Ezra'nın onu oradan çekip çıkarmasını çok istedim ancak yapamadık. Aslında yazılacak milyonlarca detay var; Mandalorian cephesi, Grand Admiral Thrawn, Vader vs. Ahsoka, Hera, Loth kedileri ve kurtları... Ama hepsini yazmaya kalksam 70 sayfa falan sürecek. O yüzden sonuca varıp Rebels defterini kapamak istiyorum. Dizinin final bölümünde Sabine'in mini bir özetini dinliyoruz. Anlıyoruz ki Lothal'ın kurtuluşunun üstünden yaklaşık 7 yıl geçmiştir ve klasik serideki olaylar yaşanmış, Hera'nın bir çocuğu olmuş ve Sabine Ahsoka ile birlikte Ezra'yı arama işlerine girişmiştir. Burada Kanan-Hera ilişkisi oldukça ilginç. Serinin başından beri bu ikili arasında bir şeyler olduğunu biliyoruz. Ama üstü kapalı imalardan fazlasını pek görememiştik. Şöyle bir teori atıyorum; Kanan canını kurtardıktan sonra Hera ile tanışır ve aşık olur, bir ilişkileri vardır ancak Hera başından beri isyanın bir parçası ve sorumluluk hissediyor. Belki Kanan'ın sürekli ben yoldan saptım tarzı konuşmalarının da kaynağı buydu. Çünkü çok meşhur jedi code bizlere bağlanmak yasaktır der ve Kanan bu kodu çiğnemiştir. Aralarındaki ilişki bu sebeplerden hep gizli kalır ve Hera'nın neden daha önce söylemedim pişmanlığı bir tokat gibi yüzümüze çarpar. Böylece Spectre 7 Jacen Syndulla'ya mantıklı bir açıklama buluyorum. Kendisi elbette güce yatkın olacaktır ve tam da Luke Skywalker tarafından eğitilecek yaştadır, tabi Ezra bir an önce gelmezse. Yoksa Jacen'ın sonunu tahmin edebiliyoruz... Son bir teori daha atıp gerçekten Rebels defterini kapatıyorum. Ezra Sabine'e sürekli sana güveniyorum diyordu ve bana kalırsa Ezra'yı kurtarabilecek ikili yalnızca Sabine ve Ahsoka. Çünkü ikisinin de ortak özelliği Lothal'daki tapınağın gizemini bilmeleri. Sabine nasıl açılacağını Ahsoka ise birinin nasıl kurtarılacağını biliyor. Rebels'ı Tcw ile kıyaslayacak olursak daha dolu bir dizi, sadece 1 karaktere değil koskoca bir ekibin her üyesini detaylıca inceleyebiliyoruz. Keşke bitmeseydin be...

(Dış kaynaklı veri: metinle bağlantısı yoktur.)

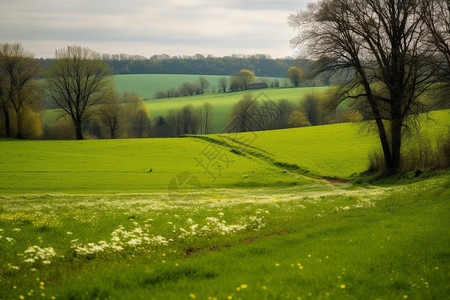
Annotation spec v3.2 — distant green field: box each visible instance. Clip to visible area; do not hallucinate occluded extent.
[114,74,290,99]
[145,87,328,133]
[44,84,328,133]
[0,110,450,194]
[0,110,450,300]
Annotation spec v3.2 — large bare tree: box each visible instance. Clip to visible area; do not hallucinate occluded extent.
[47,46,111,140]
[0,43,40,139]
[289,0,450,173]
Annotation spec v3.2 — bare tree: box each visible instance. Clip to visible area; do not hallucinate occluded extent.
[286,67,303,87]
[421,0,450,109]
[98,93,125,139]
[300,93,320,126]
[289,0,448,173]
[47,46,111,140]
[226,94,262,132]
[0,43,40,139]
[219,77,228,93]
[200,102,213,134]
[198,76,209,94]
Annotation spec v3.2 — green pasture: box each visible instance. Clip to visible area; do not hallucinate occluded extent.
[0,175,450,299]
[43,85,328,133]
[113,74,290,99]
[0,138,309,194]
[0,109,450,300]
[145,87,328,133]
[0,110,450,194]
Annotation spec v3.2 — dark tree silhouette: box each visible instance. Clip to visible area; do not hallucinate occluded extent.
[46,46,112,140]
[289,0,450,173]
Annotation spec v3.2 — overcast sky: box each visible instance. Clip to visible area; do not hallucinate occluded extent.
[0,0,312,58]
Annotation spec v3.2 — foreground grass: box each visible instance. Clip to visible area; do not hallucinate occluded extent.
[0,175,450,299]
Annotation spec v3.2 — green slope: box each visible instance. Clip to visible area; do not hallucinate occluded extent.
[114,74,289,99]
[145,87,328,133]
[0,110,450,194]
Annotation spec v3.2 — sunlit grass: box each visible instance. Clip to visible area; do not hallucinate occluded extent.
[0,176,450,299]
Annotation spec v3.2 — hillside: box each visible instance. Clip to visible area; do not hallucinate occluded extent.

Expanded Universe dediğimiz kavram tüm geek alemine Star Wars ile girdi diyebiliriz. Peki nedir bu? George Lucas'ın yaptıkları dışında Star Wars hakkında yapılmış her şey. Burada devreye genelde çizgi romanlar giriyor. Özellikle de John Jackson Miller ve Timothy Zahn'ın eserleri. Expanded Universe, Eski Cumhutiyet'ten geleceğe kadar oldukça geniş bir yelpazeye sahip. Bu evrene ben de yeni yeni girdiğim için aşırı bilgi sahibi değilim ancak siz değeri okurlardan bir ricam olacak. Kanan'ın padawanlığını anlatan Kanan The Last Padawan, Rebels'tan birkaç yıl öncesini anlatan Star Wars: A New Dawn ve Thrawn'ı anlatan Heir to the Empire çizgi romanlarına bir şekilde ulaşmamız lazım. Ulaşalım ki Rebels'ın hakkını verebilelim. Birtakım araştırmalar sonucunda The Last Padawan'ın audiobookunu buldum. Dinlemek isteyenleri böyle alayım. Ancak baskılar inanılmaz uçuk fiyatlarla satılıyor. Bunları bulan varsa elden ele iletsin lütfen. Expanded Universe'ü tam anlamıyla öğrenmek inanılmaz zor ve ülkemiz şartlarında pahalı bir eylem ama insanın içini gıcıklamıyor değil.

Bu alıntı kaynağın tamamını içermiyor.